For the question “How do you take advantage of data access and usage patterns to support your sustainability goals?”, define measurable outcomes, assign owners, and review execution regularly. Integrate this practice into delivery and operations processes so improvements persist as workloads and requirements evolve.

Key Steps

  1. Define implementation scope and outcomes:

    • Set explicit success criteria for “Back up data only when difficult to recreate”
    • Identify dependencies, prerequisites, and sequencing constraints
    • Assign accountable owners for execution and maintenance
  2. Implement with standards and validation:

    • Use reusable templates and runbooks for consistent execution
    • Validate implementation with tests, checks, or controlled rollouts
    • Capture telemetry to confirm adoption and effectiveness
  3. Operate and iterate:

    • Review outcomes against KPIs on a recurring schedule
    • Fix recurring failure modes and process bottlenecks
    • Update implementation guidance based on operational learning

Risk / Impact

Level of risk if not implemented: Medium

Impact: Without this best practice, workloads typically accumulate inefficiencies and execution drift that increase failure probability over time. Problems often surface during traffic spikes, major releases, or dependency failures.
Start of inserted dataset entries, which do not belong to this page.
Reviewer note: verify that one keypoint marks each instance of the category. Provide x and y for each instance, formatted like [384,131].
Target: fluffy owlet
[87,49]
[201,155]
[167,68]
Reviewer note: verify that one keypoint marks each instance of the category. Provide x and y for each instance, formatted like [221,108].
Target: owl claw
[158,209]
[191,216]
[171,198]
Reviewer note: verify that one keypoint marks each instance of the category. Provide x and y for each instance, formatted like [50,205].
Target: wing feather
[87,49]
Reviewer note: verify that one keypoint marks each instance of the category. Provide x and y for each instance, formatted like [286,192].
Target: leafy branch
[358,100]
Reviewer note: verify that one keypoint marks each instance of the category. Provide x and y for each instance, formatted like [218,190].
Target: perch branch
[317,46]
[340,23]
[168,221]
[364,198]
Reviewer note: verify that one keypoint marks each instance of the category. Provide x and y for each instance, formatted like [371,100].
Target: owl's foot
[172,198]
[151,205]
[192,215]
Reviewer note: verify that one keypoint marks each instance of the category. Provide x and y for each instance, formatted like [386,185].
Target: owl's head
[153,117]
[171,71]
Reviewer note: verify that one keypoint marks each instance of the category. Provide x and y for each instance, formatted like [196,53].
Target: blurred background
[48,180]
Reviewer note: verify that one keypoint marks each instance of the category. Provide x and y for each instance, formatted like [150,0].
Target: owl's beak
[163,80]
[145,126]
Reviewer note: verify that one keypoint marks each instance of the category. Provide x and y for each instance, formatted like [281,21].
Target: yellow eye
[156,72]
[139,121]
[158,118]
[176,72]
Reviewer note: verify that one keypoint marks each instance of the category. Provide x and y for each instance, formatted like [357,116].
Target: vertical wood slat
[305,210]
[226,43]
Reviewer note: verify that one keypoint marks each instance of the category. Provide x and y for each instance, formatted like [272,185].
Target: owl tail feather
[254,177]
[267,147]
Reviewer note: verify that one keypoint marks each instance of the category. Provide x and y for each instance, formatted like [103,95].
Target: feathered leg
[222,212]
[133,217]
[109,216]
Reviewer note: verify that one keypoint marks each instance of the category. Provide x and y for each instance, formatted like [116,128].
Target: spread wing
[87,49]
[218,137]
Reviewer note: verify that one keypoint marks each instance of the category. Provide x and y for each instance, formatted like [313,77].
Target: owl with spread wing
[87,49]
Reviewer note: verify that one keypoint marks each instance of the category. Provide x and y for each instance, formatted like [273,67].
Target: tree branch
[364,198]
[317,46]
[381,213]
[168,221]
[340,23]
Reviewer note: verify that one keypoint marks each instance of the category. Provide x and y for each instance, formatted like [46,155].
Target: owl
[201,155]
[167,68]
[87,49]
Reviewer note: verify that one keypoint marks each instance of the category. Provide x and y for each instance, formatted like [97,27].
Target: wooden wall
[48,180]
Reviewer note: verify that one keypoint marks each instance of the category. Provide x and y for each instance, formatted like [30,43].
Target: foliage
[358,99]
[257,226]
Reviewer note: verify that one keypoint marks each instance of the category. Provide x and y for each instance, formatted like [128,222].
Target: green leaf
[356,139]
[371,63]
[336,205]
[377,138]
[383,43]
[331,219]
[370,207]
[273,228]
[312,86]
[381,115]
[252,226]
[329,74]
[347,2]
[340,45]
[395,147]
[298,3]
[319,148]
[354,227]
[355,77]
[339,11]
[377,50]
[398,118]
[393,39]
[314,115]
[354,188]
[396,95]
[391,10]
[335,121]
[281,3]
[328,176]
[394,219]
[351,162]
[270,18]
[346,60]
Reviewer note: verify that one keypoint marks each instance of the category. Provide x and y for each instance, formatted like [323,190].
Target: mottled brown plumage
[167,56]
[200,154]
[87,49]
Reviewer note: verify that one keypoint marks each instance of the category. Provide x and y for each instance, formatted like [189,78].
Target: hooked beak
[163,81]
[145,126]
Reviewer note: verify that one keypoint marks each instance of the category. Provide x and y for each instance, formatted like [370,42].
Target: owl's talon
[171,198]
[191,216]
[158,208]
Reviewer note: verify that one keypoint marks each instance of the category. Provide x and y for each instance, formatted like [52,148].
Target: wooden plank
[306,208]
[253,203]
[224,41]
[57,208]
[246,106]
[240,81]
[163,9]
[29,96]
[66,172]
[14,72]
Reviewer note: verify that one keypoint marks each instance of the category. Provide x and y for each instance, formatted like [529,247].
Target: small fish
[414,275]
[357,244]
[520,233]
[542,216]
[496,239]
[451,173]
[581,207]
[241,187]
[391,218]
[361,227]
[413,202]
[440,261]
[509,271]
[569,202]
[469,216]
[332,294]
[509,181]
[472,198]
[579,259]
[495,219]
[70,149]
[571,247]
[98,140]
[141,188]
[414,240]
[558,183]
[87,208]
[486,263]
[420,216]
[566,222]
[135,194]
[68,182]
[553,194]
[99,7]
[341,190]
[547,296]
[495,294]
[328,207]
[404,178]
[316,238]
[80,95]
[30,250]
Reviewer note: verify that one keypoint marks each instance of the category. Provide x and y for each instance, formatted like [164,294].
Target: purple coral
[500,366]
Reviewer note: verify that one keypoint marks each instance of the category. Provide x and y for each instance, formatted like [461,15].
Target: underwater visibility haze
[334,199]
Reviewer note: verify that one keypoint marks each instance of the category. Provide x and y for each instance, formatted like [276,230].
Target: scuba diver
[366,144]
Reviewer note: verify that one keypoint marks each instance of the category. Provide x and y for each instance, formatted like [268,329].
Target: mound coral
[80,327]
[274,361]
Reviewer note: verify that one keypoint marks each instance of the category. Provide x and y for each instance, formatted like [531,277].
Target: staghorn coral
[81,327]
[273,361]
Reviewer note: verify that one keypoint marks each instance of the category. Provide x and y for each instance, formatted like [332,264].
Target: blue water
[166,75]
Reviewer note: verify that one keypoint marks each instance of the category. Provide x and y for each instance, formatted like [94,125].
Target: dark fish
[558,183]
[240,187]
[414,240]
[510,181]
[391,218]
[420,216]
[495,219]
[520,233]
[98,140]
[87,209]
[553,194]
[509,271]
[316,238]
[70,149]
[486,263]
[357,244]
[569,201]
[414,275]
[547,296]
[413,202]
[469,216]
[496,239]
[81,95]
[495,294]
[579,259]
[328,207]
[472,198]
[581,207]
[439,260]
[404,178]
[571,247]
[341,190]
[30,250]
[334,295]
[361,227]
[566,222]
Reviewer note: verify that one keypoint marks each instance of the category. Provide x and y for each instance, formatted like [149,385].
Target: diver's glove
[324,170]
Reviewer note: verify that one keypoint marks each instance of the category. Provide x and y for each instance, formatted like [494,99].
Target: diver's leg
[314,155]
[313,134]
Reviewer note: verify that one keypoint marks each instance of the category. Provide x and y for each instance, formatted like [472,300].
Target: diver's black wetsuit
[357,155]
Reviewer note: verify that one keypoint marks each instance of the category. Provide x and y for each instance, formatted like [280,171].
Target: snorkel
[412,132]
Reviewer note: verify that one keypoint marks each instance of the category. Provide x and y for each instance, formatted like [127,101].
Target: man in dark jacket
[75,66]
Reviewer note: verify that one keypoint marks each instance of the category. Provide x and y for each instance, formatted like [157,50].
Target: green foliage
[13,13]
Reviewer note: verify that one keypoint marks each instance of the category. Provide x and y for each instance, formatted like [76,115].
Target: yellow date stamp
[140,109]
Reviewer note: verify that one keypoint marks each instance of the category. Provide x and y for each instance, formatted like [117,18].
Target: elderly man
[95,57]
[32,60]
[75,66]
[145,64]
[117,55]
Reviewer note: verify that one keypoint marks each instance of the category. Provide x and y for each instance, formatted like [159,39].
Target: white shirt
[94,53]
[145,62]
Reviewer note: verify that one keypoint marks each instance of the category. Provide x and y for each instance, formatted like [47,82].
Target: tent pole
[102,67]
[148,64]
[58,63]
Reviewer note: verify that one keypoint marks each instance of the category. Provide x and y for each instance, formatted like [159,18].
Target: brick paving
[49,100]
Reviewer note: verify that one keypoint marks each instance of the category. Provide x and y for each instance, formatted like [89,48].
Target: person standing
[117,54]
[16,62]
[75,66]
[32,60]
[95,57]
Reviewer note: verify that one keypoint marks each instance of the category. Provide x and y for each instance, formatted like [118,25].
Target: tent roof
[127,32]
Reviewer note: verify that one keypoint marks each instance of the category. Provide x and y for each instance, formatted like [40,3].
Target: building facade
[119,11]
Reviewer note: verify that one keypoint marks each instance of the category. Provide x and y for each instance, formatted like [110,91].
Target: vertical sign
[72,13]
Benefits of implementation:

  • More predictable operational and engineering outcomes
  • Better alignment between architecture decisions and business goals
  • Continuous improvement through measurable feedback loops

AWS Services to Consider

Amazon S3

Delivers durable object storage with lifecycle controls for efficient data management.

AWS Glue

Automates data cataloging and ETL workflows for efficient data processing.

Amazon Athena

Queries data in S3 with serverless SQL for analytics and reporting.

Amazon EMR

Runs scalable big data processing frameworks for batch and streaming workloads.